The American Library Directory is a yearly updated listing of many libraries. They get contact information, addresses, names of librarians, a count of holdings, a year of founding, and then sometimes some description of a focus or specialization. This is really cool but it is not cool that it is not online, and that the book is extremely expensive and only held in a few places, and that small libraries are excluded without defined exclusion criteria. There ought to be a free, online, publicly moderated list of all libraries with a quick way to get detailed information about all of them.
This is why I made this list. Some version of this list ought to be made for every city in the world.
Here are some problems – neither the ALD or any other source typically publishes the history of libraries. Libraries are supposed to be a bastion of research but they seem not to expect that anyone would ever ask the most obvious questions about the library itself. I am posting one of the best-case scenarios in all the libraries I have checked in Seattle. The picture is a web capture of the East Asia Library at the University of Washington. The information is interesting and I am glad they posted it, but it is problematic. The first problem is authorship – who wrote this blurb? Was it a custodian of this collection? Just a regular staff librarian? Perhaps an internet-loving student intern? Maybe someone unaffiliated with the UW wrote this, and then the UW plagiarized it. Maybe the webmaster wrote it, or found this content online. Wherever it came from, I am sure no one remembers. There is no date on this information and there is no authorship.
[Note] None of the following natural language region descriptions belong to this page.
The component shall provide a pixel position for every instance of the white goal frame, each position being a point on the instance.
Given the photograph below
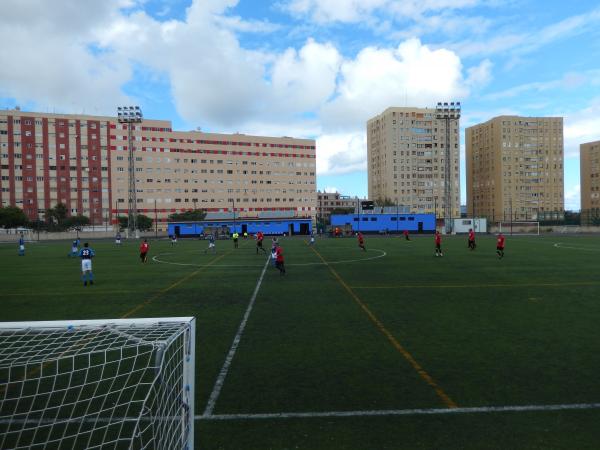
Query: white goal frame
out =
(57, 373)
(517, 227)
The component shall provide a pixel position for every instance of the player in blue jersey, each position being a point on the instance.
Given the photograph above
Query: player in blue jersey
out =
(86, 254)
(74, 250)
(21, 245)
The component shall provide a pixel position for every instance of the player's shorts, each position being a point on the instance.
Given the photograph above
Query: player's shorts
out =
(86, 264)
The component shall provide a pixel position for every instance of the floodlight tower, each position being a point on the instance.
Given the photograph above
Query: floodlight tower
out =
(130, 115)
(448, 113)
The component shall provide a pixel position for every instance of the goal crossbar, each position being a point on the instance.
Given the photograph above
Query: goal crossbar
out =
(97, 383)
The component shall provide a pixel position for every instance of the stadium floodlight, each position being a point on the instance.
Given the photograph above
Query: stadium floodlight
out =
(448, 112)
(124, 383)
(130, 115)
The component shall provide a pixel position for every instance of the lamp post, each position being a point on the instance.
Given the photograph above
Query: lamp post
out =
(130, 115)
(448, 113)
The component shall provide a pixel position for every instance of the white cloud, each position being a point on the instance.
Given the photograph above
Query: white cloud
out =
(309, 91)
(377, 78)
(573, 197)
(341, 153)
(47, 57)
(581, 127)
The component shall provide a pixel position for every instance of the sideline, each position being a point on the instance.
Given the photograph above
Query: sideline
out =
(344, 261)
(214, 395)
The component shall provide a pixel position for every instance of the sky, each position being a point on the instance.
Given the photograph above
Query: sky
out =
(315, 69)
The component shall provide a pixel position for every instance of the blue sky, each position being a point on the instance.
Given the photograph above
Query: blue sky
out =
(308, 68)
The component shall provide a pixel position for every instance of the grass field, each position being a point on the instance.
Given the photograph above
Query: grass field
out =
(386, 349)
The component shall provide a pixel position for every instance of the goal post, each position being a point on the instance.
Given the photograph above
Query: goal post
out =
(122, 383)
(531, 228)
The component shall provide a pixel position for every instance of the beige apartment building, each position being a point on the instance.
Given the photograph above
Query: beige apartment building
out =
(590, 176)
(329, 201)
(82, 161)
(515, 167)
(406, 159)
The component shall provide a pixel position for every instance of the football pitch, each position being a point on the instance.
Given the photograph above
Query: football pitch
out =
(391, 348)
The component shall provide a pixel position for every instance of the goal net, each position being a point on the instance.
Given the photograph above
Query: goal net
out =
(97, 384)
(519, 228)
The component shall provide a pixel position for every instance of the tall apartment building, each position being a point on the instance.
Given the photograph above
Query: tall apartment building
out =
(515, 166)
(406, 159)
(329, 201)
(82, 161)
(590, 177)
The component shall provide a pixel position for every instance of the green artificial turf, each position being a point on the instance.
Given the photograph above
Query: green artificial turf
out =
(392, 328)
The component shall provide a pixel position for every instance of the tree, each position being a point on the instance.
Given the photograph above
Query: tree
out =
(188, 216)
(12, 217)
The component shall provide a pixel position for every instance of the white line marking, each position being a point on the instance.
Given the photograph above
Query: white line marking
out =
(344, 261)
(401, 412)
(559, 245)
(321, 414)
(214, 395)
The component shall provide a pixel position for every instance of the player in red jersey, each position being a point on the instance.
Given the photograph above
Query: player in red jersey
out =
(279, 262)
(500, 245)
(144, 248)
(471, 239)
(361, 241)
(259, 239)
(438, 244)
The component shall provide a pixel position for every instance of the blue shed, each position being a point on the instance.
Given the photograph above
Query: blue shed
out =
(275, 226)
(379, 223)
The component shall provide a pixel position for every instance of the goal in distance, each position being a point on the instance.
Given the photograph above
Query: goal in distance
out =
(531, 228)
(126, 383)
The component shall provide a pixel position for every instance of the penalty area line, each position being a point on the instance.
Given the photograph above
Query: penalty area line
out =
(214, 395)
(402, 412)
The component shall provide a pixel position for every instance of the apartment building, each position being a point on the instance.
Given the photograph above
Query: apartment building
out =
(406, 159)
(515, 168)
(590, 176)
(83, 162)
(329, 201)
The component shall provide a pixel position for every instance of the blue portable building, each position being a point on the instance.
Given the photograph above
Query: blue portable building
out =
(379, 223)
(273, 226)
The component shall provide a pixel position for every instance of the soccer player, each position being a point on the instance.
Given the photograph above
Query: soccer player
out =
(74, 250)
(211, 244)
(471, 239)
(21, 245)
(274, 245)
(144, 248)
(259, 239)
(86, 254)
(500, 246)
(279, 262)
(361, 241)
(438, 244)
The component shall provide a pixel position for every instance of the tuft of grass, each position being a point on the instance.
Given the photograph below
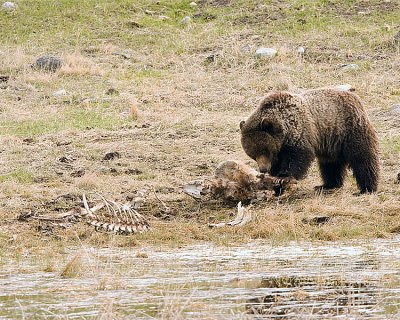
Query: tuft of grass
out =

If the university published a book about itself I am sure they would remember to name an author and put a date of publication. How did it come to be that the keepers of information became so out of touch that they see no need to do this for information online? I know there are ways to reference websites, but the point that I want to make is that this is a low-quality source. And also there is no promise that this information will be retained; the university could revamp its website and then this link and this information would be gone from linkrot. With me as a researcher, it is disappointing to me when I cite someone and their link goes away. Especially when I have will to support an institution like a university library, I expect them to at least provide me the simplest materials possible to do the most obvious work, and they are not meeting my need.
Another problem is that libraries are not prepared to describe their holdings. The ALD makes some small descriptions of library holdings, like for example, I mentioned the Seattle Art Museum’s McCaw Foundation Library, and their entry in the ALD says they have media on “Asian art”. Most entries do not even say that much, and many libraries are named after a person and give no indication of their holdings. It is not appropriate for anyone to publish original thought or research on Wikipedia, because all information on Wikipedia is supposed to come from a published reference. This means that for some libraries very little information is available, so therefore little can be said about them on Wikipedia.In the case of the UW’s East Asia Library, this is how they describe their collection: “634,500 volumes of publications on East Asia in Chinese, Japanese, Korean, Tibetan, Manchurian, and other languages.” Other libraries also just describe their collections with a number and say that is their holdings, and they may also list a number of subscriptions. But that is hardly useful information, and it is almost moot considering that very soon all out-of-copyright texts are going to be available online. The information I really want is what kinds of holdings they have. In the case of the East Asia Library at UW – perhaps there is some theme to these books? Is a representative mix of the publications of those cultures, or do they have notable special collections? I asked a lot of librarians this. I am not sure that they understood me. In any case I got no answer of how to qualify the collections of libraries.
I am not sure what the solutions to these problems are.